Jewish rituals of death and mourning

By Laura Seymour

Dear Friends,

My columns tend to be about ways to “do Jewish” so that we can connect with Judaism and with others. We have many rituals that give us direction in how to do things; some feel that the details are not important, but our experiences are remembered in the details. This past weekend with the passing of a community hero and my dear friend and colleague, Debra Polsky, it is a good time to speak of our rituals of death and mourning. Debra was always the teacher and I know she would be happy to be a “teaching moment.” I never mean to be flippant, yet I have said that we do death and mourning in our religion well. The process from the moment of death through the mourning follows ritual designed to get us through a difficult time. As a member of our congregation’s Chevra Kadisha (burial society), I participate in the first steps of preparation and know how everything will move in an orchestrated ritual. Of course there are ways each family handles the details but the comfort comes from knowing there is a path that we can follow.

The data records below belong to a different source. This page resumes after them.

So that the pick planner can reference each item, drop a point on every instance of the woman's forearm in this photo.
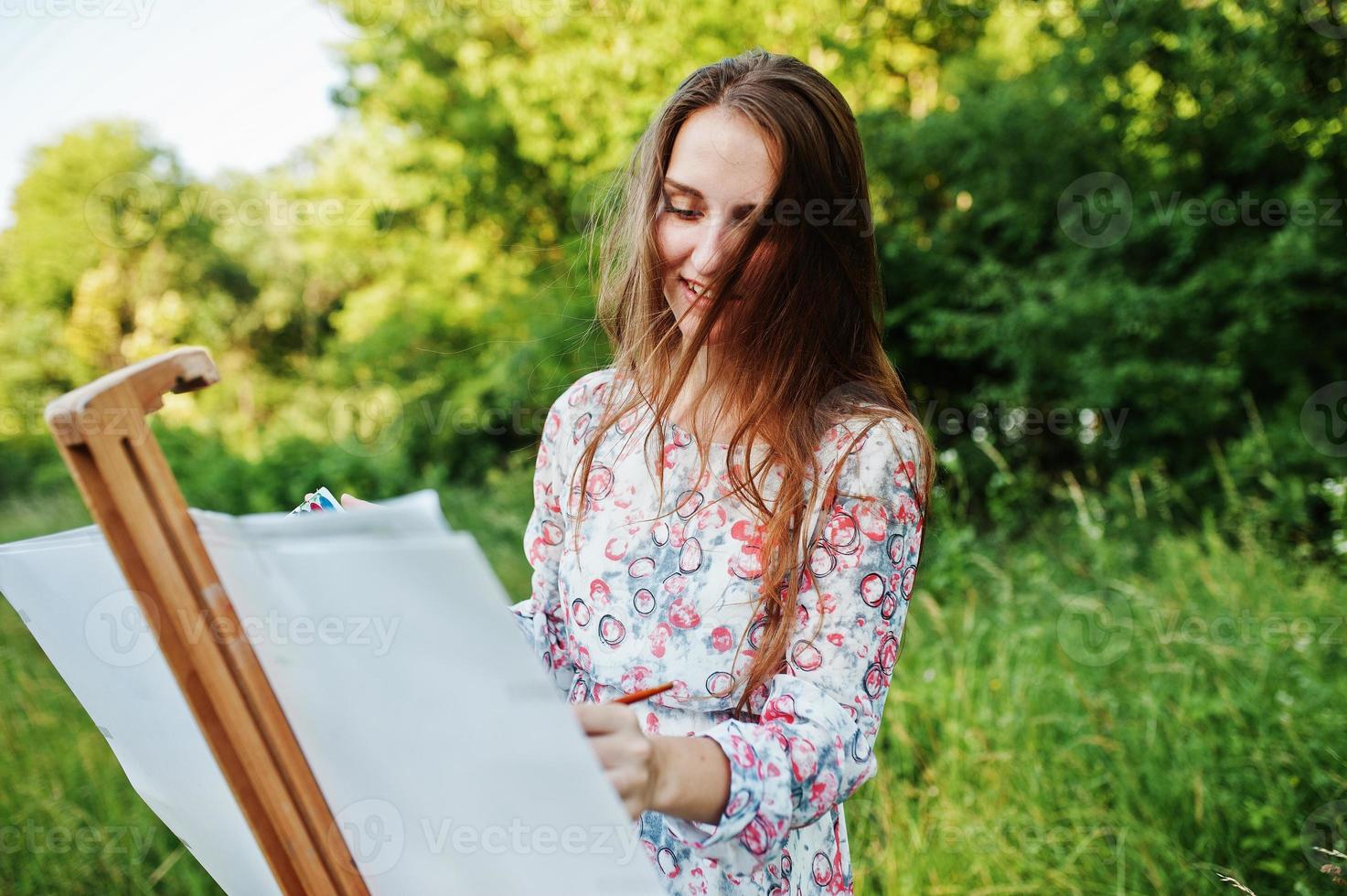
(692, 778)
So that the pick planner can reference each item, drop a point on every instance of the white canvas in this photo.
(450, 760)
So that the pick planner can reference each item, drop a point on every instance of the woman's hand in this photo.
(352, 503)
(628, 755)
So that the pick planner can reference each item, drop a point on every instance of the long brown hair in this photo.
(807, 315)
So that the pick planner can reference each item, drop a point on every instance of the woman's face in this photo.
(718, 171)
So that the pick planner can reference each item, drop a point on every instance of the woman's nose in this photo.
(706, 252)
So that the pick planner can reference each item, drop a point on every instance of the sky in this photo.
(227, 84)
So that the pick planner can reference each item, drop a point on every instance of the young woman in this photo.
(737, 503)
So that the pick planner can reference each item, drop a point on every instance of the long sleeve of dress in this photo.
(541, 617)
(812, 744)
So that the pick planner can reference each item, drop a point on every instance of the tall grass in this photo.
(1082, 706)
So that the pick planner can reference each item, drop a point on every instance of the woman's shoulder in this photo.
(874, 449)
(585, 394)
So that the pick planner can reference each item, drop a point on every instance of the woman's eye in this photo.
(683, 213)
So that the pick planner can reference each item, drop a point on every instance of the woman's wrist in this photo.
(691, 778)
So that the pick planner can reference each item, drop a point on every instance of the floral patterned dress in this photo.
(648, 600)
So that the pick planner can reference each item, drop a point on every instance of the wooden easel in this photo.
(105, 440)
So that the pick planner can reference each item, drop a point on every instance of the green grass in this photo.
(1021, 752)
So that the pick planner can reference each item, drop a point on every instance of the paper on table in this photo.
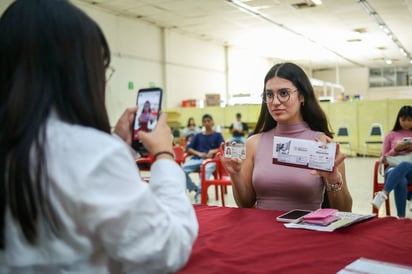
(346, 219)
(366, 266)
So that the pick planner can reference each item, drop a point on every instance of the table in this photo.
(243, 240)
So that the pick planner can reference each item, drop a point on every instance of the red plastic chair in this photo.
(220, 178)
(378, 186)
(180, 156)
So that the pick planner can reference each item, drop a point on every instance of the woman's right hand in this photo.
(231, 165)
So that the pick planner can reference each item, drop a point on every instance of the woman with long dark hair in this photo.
(289, 109)
(71, 198)
(398, 142)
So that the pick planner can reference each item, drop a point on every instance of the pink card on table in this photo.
(320, 213)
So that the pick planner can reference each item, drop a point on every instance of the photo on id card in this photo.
(235, 151)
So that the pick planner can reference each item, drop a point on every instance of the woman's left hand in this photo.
(333, 176)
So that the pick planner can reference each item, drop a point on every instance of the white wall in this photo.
(355, 80)
(187, 68)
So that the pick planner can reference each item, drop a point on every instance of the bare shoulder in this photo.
(251, 143)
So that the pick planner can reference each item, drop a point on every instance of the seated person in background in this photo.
(190, 130)
(289, 109)
(393, 145)
(204, 145)
(238, 130)
(72, 200)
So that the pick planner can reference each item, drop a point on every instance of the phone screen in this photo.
(149, 105)
(293, 215)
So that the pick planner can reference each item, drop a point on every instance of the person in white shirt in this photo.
(72, 200)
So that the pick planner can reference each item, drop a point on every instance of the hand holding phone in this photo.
(149, 105)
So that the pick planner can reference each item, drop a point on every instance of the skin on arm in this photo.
(240, 172)
(341, 199)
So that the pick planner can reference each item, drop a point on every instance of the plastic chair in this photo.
(179, 154)
(220, 179)
(342, 137)
(378, 183)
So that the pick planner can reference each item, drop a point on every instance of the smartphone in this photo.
(293, 216)
(407, 139)
(149, 102)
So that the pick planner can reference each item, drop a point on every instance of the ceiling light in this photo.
(365, 5)
(317, 2)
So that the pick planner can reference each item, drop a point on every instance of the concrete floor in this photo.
(359, 173)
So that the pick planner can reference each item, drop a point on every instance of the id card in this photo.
(235, 151)
(304, 153)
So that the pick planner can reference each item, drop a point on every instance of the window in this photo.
(390, 77)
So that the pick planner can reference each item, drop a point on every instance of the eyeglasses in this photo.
(283, 95)
(109, 73)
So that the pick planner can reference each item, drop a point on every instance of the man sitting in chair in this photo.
(204, 145)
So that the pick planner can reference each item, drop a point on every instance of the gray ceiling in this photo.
(321, 36)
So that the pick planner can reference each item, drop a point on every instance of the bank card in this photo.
(235, 151)
(303, 153)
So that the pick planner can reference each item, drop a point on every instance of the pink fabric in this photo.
(243, 240)
(392, 139)
(280, 187)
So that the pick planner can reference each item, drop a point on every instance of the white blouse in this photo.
(113, 221)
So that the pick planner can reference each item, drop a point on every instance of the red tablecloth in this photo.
(234, 240)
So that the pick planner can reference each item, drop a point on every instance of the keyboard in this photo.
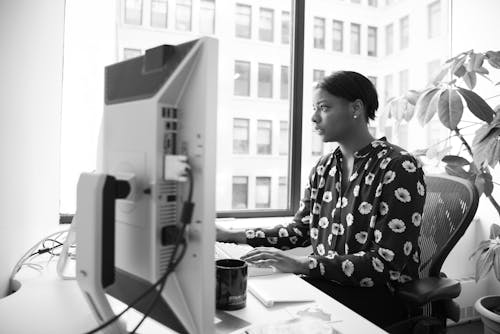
(227, 250)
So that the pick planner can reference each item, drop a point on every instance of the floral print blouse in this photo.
(369, 235)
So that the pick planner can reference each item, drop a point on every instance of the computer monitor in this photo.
(163, 103)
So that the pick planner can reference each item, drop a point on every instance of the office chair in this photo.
(450, 206)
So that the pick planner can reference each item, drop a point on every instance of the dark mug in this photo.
(231, 284)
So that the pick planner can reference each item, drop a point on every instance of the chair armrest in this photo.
(429, 289)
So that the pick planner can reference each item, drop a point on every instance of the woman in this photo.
(361, 210)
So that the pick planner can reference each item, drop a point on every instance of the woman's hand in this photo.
(269, 256)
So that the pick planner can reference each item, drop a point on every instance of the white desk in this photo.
(47, 304)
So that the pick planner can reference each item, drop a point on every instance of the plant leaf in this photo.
(422, 104)
(450, 108)
(477, 105)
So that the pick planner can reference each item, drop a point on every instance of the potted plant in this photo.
(446, 97)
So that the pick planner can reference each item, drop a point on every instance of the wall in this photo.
(31, 40)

One of the “best” parts of how we mourn (if we can call it “best”) is the recognition that mourning takes time yet we must also move on. The tradition of shiva ending after seven days with a walk around the block demonstrates that push we often need to get back to our lives. Then we have additional markers at 30 days and then the year of saying Kaddish followed by a yearly remembrance along with holiday times to stand with community. We are a people of memory but also of hope and that is what keeps us going.

This is not a usual topic for this column as I often try to write for young families, although I know all ages read my thoughts. Death is not an easy topic and yet we cannot and should not hide this part of life from our children. I have books galore that parents often borrow (and often children’s books help even adults grieve) but I recommend talking to our children of all ages about death so it isn’t so frightening. If we wait until a death of a close friend or family member happens and then try to explain, we often are not able to talk.

There is no greater honor for us as teachers than to be a lesson for learning. Debra was one of the most dedicated and knowledgeable of all teachers I have studied with. It was an honor to learn with her. To Debra, may your memory be a blessing and inspire all of us to keep on learning…and teaching!

Laura Seymour is Jewish experiential learning director and camp director emeritus at the Aaron Family JCC.